A metafísica pareceu-me sempre



A metafísica pareceu-me sempre uma forma prolongada da loucura latente. Se conhecêssemos a verdade, vê-la-íamos; tudo o mais é sistema e arredores. Baste-nos, se pensarmos, a incompreensibilidade do universo; querer compreendê-lo é ser menos que homens, porque ser homem é saber que se não compreende.

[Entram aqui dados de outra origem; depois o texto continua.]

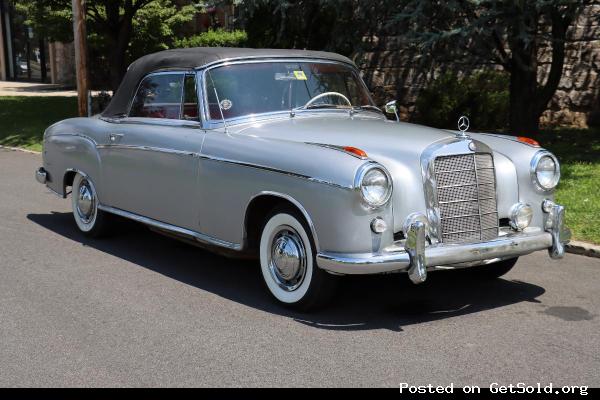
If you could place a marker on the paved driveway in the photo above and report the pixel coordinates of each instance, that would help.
(140, 309)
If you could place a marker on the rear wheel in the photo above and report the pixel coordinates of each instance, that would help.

Trazem-me a fé como um embrulho fechado numa salva alheia. Querem que o aceite para que o não abra. Trazem-me a ciência, como uma faca num prato, com que abrirei as folhas de um livro de páginas brancas. Trazem-me a dúvida, como pó dentro de uma caixa; mas para que me trazem a caixa se ela não tem senão pó?

Na falta de saber, escrevo; e uso os grandes termos da Verdade conforme as exigências da emoção. Se a emoção é clara e fatal, falo, naturalmente, dos deuses, e assim a enquadro numa consciência do mundo múltiplo. Se a emoção é profunda, falo, naturalmente, de Deus, e assim a engasto numa consciência una. Se a emoção é um pensamento, falo, naturalmente, do Destino, e assim a encosto à parede.

Umas vezes o próprio ritmo da frase exigirá Deus e não Deuses; outras vezes, impor-se-ão as duas sílabas de Deuses, e mudo verbalmente de universo; outras vezes pesarão, ao contrário, as necessidades de uma rima íntima, um deslocamento do ritmo, um sobressalto de emoção, e o politeísmo ou o monoteísmo amolda-se e prefere-se. Os Deuses são uma função do estilo.